Most custom bikes are easy to label: scrambler, café racer, streetfighter and so on. Others are impossible to categorize, but immediately grab the eye.
This is one of the tricky ones. It’s not traditional Bike EXIF fare, but we love it. It’s a Harley-Davidson Sportster custom from the German workshop Altes Eisen—which means ‘Old Iron.’
“Old iron is what we build, and prefer,” says co-founder Dirk. “Our bikes are far away from the modern generation—no fuel injection, engine remapping or ABS.” Like many of the best builders, they strive for simplicity and would rather hammer metal than mold plastic.
And they’re good at it. This 1987 Harley Sportster, nicknamed El Cochino (‘filthy pig’), has been shot by top German photographer Ben Grna for the cover of the influential German magazine Custombike.
“It’s a conscious mixture of different styles,” says Dirk. “A little bit bobber, a little bit café racer. It’s a rustic looking but rideable bike.”
The raw sheet metal has been phosphated and clear-varnished to preserve the old-fashioned, handcrafted look.
It’s fun to play spot-the-part: the air cleaner is a modified Lambretta horn cover, and the points cover is a vintage ‘peephole’ door viewer. The front brake drum is engraved by hand (and chisel).
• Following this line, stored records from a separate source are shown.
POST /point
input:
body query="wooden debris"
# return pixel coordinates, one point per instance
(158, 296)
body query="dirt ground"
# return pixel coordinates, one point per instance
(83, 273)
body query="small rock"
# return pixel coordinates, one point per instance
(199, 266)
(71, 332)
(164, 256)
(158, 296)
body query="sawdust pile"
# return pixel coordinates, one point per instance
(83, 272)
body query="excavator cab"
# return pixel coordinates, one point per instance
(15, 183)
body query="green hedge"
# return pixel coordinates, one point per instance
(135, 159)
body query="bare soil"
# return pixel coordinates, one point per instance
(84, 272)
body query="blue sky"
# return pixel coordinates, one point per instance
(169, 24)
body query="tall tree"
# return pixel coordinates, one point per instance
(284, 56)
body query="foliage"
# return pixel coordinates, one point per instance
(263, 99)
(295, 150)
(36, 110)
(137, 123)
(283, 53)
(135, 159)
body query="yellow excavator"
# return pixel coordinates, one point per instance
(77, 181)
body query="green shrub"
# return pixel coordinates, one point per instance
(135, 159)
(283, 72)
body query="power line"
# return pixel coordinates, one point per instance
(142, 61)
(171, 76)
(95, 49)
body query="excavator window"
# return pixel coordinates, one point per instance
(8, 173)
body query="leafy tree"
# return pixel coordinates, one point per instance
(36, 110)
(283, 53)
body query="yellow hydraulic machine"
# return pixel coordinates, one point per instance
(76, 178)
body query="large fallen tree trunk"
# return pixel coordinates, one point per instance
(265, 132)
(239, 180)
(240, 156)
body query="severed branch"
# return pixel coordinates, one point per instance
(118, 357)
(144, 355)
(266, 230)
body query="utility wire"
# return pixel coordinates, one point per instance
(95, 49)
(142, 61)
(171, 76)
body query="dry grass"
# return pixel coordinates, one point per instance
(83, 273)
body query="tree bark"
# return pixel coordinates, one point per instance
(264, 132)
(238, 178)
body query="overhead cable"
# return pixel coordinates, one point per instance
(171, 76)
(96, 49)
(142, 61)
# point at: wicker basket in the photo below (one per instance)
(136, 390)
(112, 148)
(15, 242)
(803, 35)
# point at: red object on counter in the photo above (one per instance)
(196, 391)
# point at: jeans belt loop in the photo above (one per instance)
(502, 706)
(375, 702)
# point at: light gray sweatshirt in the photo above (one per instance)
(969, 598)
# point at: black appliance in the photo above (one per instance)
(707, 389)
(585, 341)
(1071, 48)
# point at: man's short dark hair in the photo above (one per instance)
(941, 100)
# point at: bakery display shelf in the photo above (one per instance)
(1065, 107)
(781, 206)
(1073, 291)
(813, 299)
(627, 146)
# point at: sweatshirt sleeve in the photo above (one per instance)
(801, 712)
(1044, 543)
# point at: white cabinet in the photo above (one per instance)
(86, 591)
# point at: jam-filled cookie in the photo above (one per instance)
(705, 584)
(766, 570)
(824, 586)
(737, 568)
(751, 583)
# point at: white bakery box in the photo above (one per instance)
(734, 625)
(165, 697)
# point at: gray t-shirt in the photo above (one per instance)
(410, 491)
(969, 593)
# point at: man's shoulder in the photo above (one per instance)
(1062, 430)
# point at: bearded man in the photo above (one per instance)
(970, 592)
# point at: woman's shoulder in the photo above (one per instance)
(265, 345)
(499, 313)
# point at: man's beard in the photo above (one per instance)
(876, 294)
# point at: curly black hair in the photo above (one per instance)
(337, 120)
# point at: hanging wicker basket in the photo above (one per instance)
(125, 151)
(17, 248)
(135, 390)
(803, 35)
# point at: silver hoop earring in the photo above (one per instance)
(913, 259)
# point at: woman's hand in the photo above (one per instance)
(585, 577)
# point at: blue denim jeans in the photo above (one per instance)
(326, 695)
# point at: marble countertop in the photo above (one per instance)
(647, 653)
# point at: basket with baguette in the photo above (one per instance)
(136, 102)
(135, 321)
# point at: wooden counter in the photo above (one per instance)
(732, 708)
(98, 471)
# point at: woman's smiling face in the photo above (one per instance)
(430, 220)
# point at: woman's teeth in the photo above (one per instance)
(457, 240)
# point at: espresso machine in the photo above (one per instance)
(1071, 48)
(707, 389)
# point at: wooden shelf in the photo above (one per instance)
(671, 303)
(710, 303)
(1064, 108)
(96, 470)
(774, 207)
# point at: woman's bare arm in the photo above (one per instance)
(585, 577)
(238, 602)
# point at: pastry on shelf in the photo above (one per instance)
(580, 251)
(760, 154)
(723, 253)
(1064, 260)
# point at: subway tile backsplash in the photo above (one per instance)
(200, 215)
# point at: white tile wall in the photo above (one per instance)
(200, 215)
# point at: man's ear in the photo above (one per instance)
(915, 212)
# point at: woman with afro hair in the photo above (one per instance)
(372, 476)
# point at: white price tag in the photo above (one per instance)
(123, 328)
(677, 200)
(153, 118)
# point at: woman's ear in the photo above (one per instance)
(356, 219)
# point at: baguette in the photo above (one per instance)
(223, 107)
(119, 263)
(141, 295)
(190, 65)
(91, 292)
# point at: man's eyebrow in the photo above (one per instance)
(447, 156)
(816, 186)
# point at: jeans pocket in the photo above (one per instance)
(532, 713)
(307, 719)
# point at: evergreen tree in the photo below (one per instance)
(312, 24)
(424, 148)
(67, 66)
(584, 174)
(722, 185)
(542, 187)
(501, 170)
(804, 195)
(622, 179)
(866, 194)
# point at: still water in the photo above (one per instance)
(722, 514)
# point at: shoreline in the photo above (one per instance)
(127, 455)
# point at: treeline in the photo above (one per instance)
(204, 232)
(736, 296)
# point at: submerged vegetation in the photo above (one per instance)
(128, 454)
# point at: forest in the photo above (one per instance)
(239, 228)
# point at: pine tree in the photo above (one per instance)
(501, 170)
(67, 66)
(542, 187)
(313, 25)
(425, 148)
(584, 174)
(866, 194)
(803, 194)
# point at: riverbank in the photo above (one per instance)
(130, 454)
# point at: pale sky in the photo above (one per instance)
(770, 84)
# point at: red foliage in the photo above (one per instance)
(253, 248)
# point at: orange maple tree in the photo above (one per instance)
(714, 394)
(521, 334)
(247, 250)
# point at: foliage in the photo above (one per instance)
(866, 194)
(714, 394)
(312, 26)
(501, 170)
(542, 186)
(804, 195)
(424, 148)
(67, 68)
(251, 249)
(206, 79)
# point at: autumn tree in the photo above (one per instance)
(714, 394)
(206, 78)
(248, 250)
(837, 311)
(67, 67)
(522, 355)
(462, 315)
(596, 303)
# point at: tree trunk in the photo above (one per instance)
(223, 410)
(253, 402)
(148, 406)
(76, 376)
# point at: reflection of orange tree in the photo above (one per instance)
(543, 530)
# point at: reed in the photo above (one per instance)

The effect is old. It’s a cornucopia of brass, copper and rivets, giving the impression of a bike built a hundred years ago—without descending into steampunk territory.
The hand-beaten scalloped tank is based on an old moped design, hooked up with copper lines, and the seat covering is antique-style leather—neatly attached to the tail unit with snap fasteners.
The internals of the 883 EVO engine are stock, but Altes Eisen have replaced the original carburetor with an S&S Super E. The free-flowing custom pipes sit high, scrambler-fashion, but the wrapping will keep heat away from the rider’s right thigh. A SuperTrapp muffler keeps noise levels down.
Structural changes are extensive: the frame is shortened, and fitted with a beautiful springer fork from Zero Engineering. It’s a perfect match for the vintage style brass headlight surround and custom-made bars, which are fitted with an internal throttle cable.
The 16-inch wheels are Sanremo up front, Akront at the back. The blacked-out shocks are from Progressive Suspension, and there’s an SS Cycle sprocket brake on the rear wheel—an ingenious system similar to that found on go-karts.
The sprocket does double duty, acting as a disc brake rotor as well as taking drive from the chain.
At the deepest level, ‘El Cochino’ is a rolling showcase for traditional metalworking and fabrication skills. It doesn’t sit easily with conventional labels—but Altes Eisen are going their own way, and they’re on the right track.